金利を出すと本来はその分通貨価値が落ちる。
価値の下落で為替レートが下がるはずが逆に上がっているので、歪みがたまっていく。
ある時、大きな為替下落が何度も発生し、歪みが解消される。
高金利通貨が長期で下落することは地震と同じ
いつ来るかはわからないけれど、必ず来る。
中期:貿易・経済収支
▼例:日本が米国に対して貿易黒字の場合
貿易黒字国(日本)は輸出企業が貿易で得た外貨を円に変えるため(ドル売り円買い)、円が強くなりやすい。
長期:購買力平価(インフレ率格差)
- インフレの国の通貨:長期的には売られる
- デフレの国の通貨:長期的に買われやすい
購買力平価
インフレ率の差で為替が決まるという考え方
購買力平価の例
日本と米国で売られている同じ消しゴムの値段
- 米国:1ドル
- 日本:100円
同じ消しゴムだから、それを買うためのお金の価値も同じ。
1ドル=100円という為替レートが正しい。
1年後の日本と米国で売られている同じ消しゴムの値段
- 米国はインフレ:1ドル⇒1.6ドル
- 日本はデフレ:100円⇒80円
為替レートが1ドル=100円のままだった場合
日本で80円で消しゴムを買って、それを米国で売れば1.6ドルが手に入る。
1.6ドルを日本円に戻せば、160円もらえる。
160円-80円で80円の儲け
儲かるからみんなこうした取引をする。
この取引は外貨を円に変えるので円高になる。
儲からなくなる(為替レートが1.6ドル=80円になる)まで繰り返される。
同じ消しゴムなのだから、異なる通貨でも同じになるように調整されるという考え方が購買力平価。
米国よりインフレ率の高かった国
- メキシコ
- アイスランド
為替が米ドルに対して下落
米国よりインフレ率が低かった国
- 日本
- スイス
為替が米ドルに対して上昇
現在のドル円の購買力平価

購買力平価(企業物価):95.08
実勢相場:110.01
購買力平価だけを考えると今後円高に進む可能性が高い。
海外資産を多く持っている方は注意が必要です。
国際通貨研究所が最新の購買力平価情報を公開してくれています。
購買力平価の限界
- 各国独自の事情を考慮していない(日本の量的緩和政策等)
- 消費税が高い国は同じものでも値段が高くなる
- 自由競争市場が成立している前提なので関税などの考慮がない
昔は1ドル=1円だったって知ってますか?
明治維新後、1871年に新貨条例で「両」→「円」に変わり、レートが1ドル=1円に設定された。

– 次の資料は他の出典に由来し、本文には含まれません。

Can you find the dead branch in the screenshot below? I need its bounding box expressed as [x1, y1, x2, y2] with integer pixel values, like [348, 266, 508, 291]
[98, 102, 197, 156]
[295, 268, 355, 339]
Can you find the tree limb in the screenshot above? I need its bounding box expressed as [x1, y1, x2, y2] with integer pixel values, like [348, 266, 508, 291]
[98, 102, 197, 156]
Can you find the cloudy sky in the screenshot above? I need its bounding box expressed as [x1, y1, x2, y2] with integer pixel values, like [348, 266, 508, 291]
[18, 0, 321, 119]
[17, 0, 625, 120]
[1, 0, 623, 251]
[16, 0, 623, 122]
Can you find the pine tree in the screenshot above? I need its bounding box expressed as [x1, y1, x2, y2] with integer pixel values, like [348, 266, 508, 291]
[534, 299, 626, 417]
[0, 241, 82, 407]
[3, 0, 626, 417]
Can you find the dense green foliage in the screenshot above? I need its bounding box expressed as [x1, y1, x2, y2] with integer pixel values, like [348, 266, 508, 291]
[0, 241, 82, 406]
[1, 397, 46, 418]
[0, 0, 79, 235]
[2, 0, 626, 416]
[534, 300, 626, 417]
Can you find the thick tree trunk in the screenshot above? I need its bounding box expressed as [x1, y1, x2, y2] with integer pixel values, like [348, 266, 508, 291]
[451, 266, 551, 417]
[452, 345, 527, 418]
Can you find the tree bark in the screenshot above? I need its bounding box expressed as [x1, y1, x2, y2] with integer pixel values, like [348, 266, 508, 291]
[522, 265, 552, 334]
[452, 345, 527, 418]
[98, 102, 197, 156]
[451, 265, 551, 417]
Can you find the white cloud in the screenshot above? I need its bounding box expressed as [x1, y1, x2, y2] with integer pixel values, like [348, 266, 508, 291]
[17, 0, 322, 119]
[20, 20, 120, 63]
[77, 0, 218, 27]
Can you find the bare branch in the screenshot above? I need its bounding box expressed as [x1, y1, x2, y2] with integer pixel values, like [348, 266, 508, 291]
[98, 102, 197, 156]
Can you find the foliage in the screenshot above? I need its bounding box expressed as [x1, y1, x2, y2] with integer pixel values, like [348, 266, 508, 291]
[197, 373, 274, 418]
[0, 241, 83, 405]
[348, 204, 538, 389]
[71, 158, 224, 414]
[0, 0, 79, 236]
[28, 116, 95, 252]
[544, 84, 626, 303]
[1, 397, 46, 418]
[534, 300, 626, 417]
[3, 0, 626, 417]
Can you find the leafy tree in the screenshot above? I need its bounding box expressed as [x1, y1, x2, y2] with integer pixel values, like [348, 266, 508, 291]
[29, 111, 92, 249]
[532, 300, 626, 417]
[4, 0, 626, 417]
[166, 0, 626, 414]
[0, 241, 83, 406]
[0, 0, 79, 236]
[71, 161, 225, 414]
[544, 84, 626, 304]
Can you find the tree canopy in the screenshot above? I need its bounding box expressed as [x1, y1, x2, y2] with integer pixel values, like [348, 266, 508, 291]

戦前まで、1ドル2~4円程度で推移していたが、終戦後は年に何百パーセントっていう超インフレの状態が続き、円が急落し1ドル=360円となった。
1ドル=360円というレートは、終戦後の超インフレによる通貨価値の激減を反映して決められた。
以前から気にはなっていたんですよ。他の通貨は1ドルに対して1に近い数字なのに、円だけがやたらと離れている。戦後のハイパーインフレが原因だったとは。
約10年ほど前1ドル70円台ですごい円高って言われてましたが、戦前に比べると全然大したことないですね(笑)。